Recently Go First airline has applied for insolvency proceedings. After which the sky has become clear for the country’s largest airline Interglobe Aviation i.e. Indigo Company. Expectations of increase in the share of domestic or international flights company have increased a lot. Along with this, the power to control the air fair with Indigo will also increase because the competition will be less. Ever since GoFirst announced going into insolvency proceedings, IndiGo’s shares have seen an increase of more than 7 per cent. Let us also tell you how indigo can grow.
Shares can see an increase of 17 percent
With strong fleet utilization rates and rapid growth of Indian Aviation, IndiGo expects revenue per available seat kilometer to grow by 15 per cent in FY24. According to experts, due to the grounding of airlines like Go First and the reduction in crude oil prices, there are expectations of further increase in RASK. A report by Motilal Oswal states that the company’s shares are expected to show positive sentiment in the next 9-12 months. The brokerage company estimates that a return of 17 per cent can be seen in the next 12 months. This means that the company’s shares can cross the level of Rs 2,500 per share from the current level.

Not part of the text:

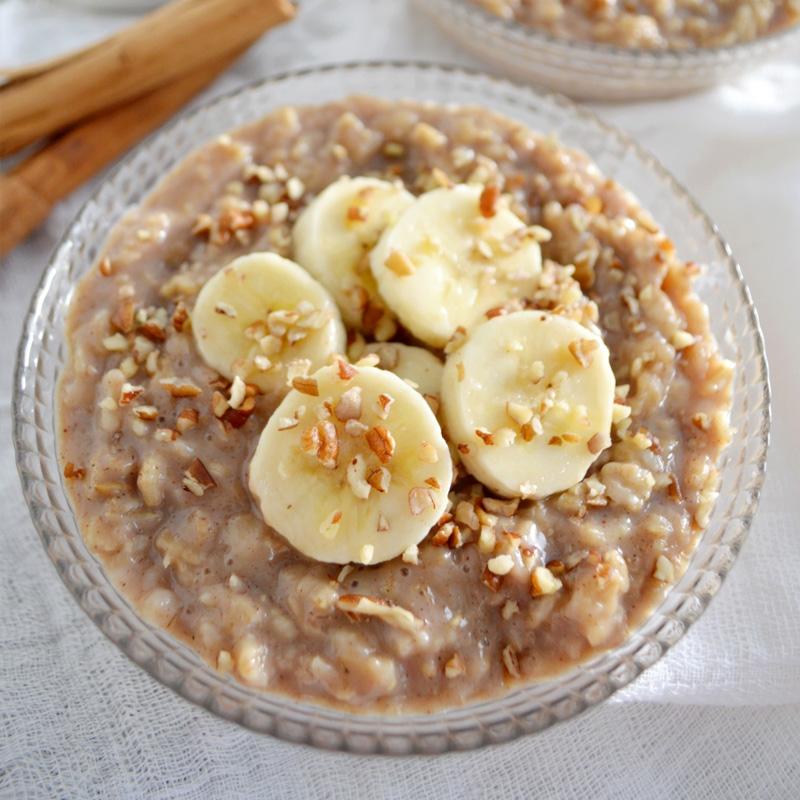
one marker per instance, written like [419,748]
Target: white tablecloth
[718,717]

Market share can increase like this
There is a day and night difference between the market share of Indigo and the rest of the airlines. At the domestic level, Indigo has a market share of 55 per cent. Tata Group’s Air India and Vistara come next with a share of 8.9 per cent and 8.7 per cent respectively. According to analysts, Indigo’s dominance will open the way for its profits. This will not only increase the margin of the company, but will also increase the market share of the company. According to the report of IIFL Securities, GoFirst has 8 percent share in domestic traffic and 5 percent share in international traffic. If it exits the market, then the industry level load factor and pricing environment can improve significantly.
Indigo was once a Pratt & Whitney customer
While GoFirst was India’s third largest airline, the COVID-19 pandemic hit the company hard when Pratt & Whitney engine failures forced the airline to ground half of its fleet. The company voluntarily applied for insolvency seeking interim relief from NCLT.
Indigo was also once a Pratt & Whitney customer. But, when engine problems surfaced in 2016, IndiGo saved itself by tying up with another US-based engine maker, CFM. The airline claims that at present more than 300 of its aircraft fly daily. Apart from this, to meet the growing demand, IndiGo has ordered 500 more aircraft from Boeing and Airbus. At the same time, an order for 470 aircraft has also been placed by Air India.
better signs are visible
Brokerage houses are bullish on IndiGo, saying softening crude oil prices will help the airline improve its margins. The increase in domestic passenger traffic is also showing very good signs for the Indian aviation sector. April saw 15 per cent higher traffic of 4.3 lakh passengers per day as compared to FY23 average of 3.73 lakh. Overall, the reduction in crude oil prices, increase in air passenger and the fall of GoFirst, all these factors will help in maintaining Indigo’s number one status in India.